Шумные речки сбегали к самым колесам машины, выпрыгивая из-за седых, бурых, черных скал, словно из засады. Над дорогой нависали отвесные выпуклые стены; из них сочились капли родниковой воды, похожие на росу. Внезапно на повороте в клинообразном просвете ущелья возникала мощная острогранная вершина, напоминающая древний шлем, и так же внезапно исчезала, а в другой стороне на минуту открывалась круглая, мохнатая, как малахай, и Карпов не успевал оглядываться».
Ну и хорошо, что не успевал, все равно ничего бы не увидел, только нам помешал.
Вставной новеллой выглядит в незаконченном романе история юной Алуа, выданной замуж за старика и ставшей жертвой навета, животной страсти и, главное, беспощадного свода старинных правил шариата. С общим ходом повествования связана эта новелла на живую нитку: она укрепляет героя в его решимости искоренять религиозное зло. Но на самом деле это лучшая часть «Племени младого», а финальная сцена — расправа с несчастной — по трагизму своему сопоставима со сценой гибели Кодара в «Абае», только здесь, пожалуй, краски строже. Недаром, кстати, русская история романа с этого эпизода-новеллы и началась. В конце 1963 года она была напечатана в газете «Неделя», наверное, самом, за вычетом «Нового мира», либеральном издании заканчивающейся хрущевской оттепели.
Вот, к слову, труднообъяснимая, на первый во всяком случае взгляд, странность. При той погоде, что сложилась во второй половине 50-х, то ясной, то слякотной, неровной погоде, возникла все-таки литература, достойная этого имени. Правдивая литература. Не великая, не бог весть какая выдающаяся, но именно правдивая. «Доктор Живаго», «Жизнь и судьба» — это, конечно, исключения, это мировой уровень, и это особый уровень правды. Но эти-то книги как раз остались в подполье и навлекли на авторов своих беду — их время все еще было впереди. Точно так же исключение, правда, на сей раз счастливое, — «Один день Ивана Денисовича».

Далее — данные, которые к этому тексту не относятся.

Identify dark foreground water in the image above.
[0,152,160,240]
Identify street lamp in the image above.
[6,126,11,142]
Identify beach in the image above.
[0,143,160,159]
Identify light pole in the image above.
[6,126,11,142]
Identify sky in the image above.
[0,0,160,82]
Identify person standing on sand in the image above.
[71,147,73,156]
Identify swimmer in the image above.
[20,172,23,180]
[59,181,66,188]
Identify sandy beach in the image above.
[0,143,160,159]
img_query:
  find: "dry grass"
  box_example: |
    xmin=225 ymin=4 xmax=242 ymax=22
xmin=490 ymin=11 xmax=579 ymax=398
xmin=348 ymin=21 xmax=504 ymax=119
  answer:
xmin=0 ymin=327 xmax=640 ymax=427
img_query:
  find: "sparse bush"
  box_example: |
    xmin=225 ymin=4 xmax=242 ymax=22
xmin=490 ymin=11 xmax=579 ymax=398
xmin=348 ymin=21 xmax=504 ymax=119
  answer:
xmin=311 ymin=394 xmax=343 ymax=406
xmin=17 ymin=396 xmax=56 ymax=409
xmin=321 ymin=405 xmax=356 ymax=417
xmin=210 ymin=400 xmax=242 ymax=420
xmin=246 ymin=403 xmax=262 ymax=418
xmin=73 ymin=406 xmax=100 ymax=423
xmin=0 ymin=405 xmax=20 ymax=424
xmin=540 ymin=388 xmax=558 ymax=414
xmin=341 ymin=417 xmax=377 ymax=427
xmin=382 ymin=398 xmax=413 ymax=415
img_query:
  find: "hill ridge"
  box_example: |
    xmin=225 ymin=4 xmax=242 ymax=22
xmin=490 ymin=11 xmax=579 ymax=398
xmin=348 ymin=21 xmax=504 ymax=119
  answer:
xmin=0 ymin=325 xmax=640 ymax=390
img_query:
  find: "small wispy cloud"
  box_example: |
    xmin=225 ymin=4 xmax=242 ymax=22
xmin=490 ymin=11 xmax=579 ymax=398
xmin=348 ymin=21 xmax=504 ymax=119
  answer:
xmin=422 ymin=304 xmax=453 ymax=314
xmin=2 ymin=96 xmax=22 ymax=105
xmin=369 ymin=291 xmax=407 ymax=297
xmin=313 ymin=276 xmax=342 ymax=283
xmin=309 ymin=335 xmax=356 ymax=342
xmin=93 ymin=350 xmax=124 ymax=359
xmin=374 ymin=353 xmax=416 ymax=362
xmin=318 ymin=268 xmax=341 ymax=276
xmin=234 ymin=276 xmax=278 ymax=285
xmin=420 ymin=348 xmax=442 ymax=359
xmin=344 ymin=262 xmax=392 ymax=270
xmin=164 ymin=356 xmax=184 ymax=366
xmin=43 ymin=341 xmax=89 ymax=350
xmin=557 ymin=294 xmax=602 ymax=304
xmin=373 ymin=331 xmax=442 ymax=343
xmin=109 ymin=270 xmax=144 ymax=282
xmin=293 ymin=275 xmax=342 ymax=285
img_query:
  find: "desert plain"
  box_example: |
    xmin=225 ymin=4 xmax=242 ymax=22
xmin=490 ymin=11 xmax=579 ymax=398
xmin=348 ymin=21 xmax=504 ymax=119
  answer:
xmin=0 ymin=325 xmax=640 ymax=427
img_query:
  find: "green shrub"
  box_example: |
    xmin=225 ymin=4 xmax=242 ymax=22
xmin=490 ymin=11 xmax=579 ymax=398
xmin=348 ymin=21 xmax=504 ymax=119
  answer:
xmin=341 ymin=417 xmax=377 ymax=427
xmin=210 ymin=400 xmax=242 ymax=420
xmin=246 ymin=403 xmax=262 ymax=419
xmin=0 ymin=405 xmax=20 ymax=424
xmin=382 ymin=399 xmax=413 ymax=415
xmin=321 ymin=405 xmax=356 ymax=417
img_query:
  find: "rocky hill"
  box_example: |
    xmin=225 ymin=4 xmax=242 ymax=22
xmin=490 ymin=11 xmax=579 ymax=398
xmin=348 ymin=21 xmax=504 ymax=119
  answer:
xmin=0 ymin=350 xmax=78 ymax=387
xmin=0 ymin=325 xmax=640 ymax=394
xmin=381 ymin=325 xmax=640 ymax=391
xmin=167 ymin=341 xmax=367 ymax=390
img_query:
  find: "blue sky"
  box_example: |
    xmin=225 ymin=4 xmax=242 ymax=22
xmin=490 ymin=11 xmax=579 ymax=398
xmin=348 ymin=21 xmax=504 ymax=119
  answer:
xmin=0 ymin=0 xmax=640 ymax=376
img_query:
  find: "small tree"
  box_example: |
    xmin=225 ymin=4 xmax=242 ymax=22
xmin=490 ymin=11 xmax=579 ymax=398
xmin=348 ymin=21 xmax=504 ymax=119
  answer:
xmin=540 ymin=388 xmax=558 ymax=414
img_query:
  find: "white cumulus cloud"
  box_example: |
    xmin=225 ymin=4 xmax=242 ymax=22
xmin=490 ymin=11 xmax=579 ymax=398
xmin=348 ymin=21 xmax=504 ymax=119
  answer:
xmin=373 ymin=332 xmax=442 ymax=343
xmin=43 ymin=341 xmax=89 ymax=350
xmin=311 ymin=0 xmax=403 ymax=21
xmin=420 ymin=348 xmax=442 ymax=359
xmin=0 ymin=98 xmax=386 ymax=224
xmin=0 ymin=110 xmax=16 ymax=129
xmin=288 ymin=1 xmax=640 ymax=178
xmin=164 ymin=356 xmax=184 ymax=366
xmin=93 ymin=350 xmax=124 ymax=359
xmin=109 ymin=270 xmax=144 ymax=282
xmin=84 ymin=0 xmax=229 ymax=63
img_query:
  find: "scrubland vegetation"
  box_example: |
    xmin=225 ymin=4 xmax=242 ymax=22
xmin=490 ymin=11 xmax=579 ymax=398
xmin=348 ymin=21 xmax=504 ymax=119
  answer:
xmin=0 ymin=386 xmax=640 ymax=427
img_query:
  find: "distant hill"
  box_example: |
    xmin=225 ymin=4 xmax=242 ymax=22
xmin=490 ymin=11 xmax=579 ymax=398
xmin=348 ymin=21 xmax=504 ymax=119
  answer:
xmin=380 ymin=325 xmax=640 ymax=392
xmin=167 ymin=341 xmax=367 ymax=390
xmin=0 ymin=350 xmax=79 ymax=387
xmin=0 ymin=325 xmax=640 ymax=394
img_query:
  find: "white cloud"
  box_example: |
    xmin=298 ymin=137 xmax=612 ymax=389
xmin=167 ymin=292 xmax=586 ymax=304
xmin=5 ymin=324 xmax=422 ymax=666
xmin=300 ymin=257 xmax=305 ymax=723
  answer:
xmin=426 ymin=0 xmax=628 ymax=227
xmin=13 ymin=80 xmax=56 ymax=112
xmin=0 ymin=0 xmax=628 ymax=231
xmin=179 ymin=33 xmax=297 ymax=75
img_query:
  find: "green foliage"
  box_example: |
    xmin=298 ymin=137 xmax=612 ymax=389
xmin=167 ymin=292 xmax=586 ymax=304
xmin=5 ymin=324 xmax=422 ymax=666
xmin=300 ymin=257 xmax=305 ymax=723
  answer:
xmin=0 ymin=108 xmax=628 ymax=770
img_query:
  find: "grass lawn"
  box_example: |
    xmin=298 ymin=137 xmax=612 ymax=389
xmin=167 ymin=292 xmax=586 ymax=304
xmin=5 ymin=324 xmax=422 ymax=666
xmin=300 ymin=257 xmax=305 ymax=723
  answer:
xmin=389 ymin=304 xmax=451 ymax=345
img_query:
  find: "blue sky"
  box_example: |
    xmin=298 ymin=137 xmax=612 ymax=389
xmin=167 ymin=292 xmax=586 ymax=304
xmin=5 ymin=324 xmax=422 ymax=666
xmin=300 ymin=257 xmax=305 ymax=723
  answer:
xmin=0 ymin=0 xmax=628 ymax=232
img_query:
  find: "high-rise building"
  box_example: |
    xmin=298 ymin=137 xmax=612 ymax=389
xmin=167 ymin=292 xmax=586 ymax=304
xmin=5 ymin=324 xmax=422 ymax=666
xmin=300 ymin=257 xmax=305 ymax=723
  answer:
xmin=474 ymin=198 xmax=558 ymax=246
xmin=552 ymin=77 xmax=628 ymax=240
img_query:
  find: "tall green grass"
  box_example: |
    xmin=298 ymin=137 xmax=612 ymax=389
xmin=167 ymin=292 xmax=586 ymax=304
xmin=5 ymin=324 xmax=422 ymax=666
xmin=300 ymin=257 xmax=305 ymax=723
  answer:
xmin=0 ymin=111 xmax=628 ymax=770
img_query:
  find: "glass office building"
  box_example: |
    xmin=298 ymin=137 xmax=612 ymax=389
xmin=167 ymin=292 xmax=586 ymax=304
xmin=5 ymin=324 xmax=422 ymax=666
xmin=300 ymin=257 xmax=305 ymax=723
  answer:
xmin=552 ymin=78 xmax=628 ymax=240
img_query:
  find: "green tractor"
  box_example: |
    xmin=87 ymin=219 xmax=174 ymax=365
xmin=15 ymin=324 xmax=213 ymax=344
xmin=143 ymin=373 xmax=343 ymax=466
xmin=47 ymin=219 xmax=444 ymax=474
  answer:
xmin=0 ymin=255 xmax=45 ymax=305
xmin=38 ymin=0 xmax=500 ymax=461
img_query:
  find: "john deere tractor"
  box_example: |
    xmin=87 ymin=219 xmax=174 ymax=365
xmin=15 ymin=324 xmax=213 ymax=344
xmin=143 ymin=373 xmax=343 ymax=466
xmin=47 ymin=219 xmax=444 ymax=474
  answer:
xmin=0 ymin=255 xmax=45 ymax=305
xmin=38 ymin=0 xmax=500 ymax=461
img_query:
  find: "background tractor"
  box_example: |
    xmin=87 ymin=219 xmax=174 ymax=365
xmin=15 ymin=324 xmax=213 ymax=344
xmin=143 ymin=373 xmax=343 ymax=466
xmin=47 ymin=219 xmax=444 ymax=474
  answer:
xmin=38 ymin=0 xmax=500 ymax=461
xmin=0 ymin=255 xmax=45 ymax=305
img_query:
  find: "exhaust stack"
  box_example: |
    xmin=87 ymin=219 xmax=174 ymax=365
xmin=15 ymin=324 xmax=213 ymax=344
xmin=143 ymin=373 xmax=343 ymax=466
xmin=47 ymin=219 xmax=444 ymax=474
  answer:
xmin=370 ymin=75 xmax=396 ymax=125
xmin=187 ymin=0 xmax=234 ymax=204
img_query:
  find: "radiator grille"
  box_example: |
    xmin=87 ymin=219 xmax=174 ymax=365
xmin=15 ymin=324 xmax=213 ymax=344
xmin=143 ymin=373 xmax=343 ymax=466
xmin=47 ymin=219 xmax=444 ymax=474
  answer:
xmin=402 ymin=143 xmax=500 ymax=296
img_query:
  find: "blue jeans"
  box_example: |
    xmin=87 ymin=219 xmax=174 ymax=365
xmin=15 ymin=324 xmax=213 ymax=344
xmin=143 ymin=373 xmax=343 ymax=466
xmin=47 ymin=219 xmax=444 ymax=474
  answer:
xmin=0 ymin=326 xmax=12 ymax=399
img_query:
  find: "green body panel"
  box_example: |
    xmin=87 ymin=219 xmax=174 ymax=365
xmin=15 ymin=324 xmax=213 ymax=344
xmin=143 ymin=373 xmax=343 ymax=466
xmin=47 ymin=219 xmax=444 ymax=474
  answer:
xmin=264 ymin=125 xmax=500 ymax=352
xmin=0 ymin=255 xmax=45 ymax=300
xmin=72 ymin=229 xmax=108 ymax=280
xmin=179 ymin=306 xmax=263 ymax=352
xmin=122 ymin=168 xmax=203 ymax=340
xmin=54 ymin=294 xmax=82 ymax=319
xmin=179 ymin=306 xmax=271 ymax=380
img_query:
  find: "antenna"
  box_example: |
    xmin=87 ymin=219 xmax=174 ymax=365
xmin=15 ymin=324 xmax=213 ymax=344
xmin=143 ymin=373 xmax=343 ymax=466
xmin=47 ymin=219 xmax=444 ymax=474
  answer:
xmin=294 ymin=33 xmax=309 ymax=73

Григорий Бакланов, Василь Быков, Юрий Бондарев — «лейтенантская» проза с ее честным, жестким взглядом на войну.
Василий Аксенов, Анатолий Гладилин, вообще «шестидесятники». Новый, освобожденный от унылого штампа язык, и персонажи тоже новые: романтики, искатели, даже бунтари, по тем временам, конечно.
Начинался Василий Шукшин с его странными, неприкаянными персонажами — «чудиками», потерявшимися где-то на пути из деревни в город.
Начинался Юрий Трифонов — именно начинался, вполне благонамеренные «Студенты» остались позади.
В полную силу вошел Юрий Казаков — чистый, лирический, бунинского тембра голос, которому совсем недавно еще просто было бы не прозвучать, настолько далеки его рассказы и от колхозных буден, и заводских домен, и новостроек социализма, и настолько далек его герой — охотник-любитель, рыболов, живописец с этюдником в руках, словом, наблюдатель провинциальной жизни, от положительного героя советской литературы.
Смутно осознавала себя, воодушевленная появлением «Матрениного двора», «деревенская» проза; впрочем, уже прозвучали имена Федора Абрамова и Бориса Можаева.
Как же вышло, что не нашел себе места при этой погоде и в такой литературной обстановке Мухтар Ауэзов? Ведь «Племя младое» — это, называя вещи своими именами, чистой воды соцреализм, с его непременным конфликтом старого и нового. «Растущий зам, отсталый пред /и в коммунизм идущий дед».
Вот, кажется, в чем тут дело.
Все те, кто определял литературное лицо оттепельного времени, нашли
А Мухтар Ауэзов, настоящий писатель, мудрый человек, напротив, своей теме изменил, и литература ему отомстила, она ведь не считается с именами и взыскивает строго, а с мастеров особенно.
20 сентября 1960 года, вернувшись из Чоллан-Аты, Всеволод Иванов писал Ауэзову: «С огромным удовольствием вспоминаю Иссык-Куль и библейские виды его. Если верить в Бога, то разговаривать с Ним следует только там: другая переговорная станция не годится. А как красиво в горах! Мне кажется, что я унес с собой много шумов горных потоков, запах мяты, и много, много тишины, которая и поныне дразнит меня, как мальчишки дразнят на улице пьяного».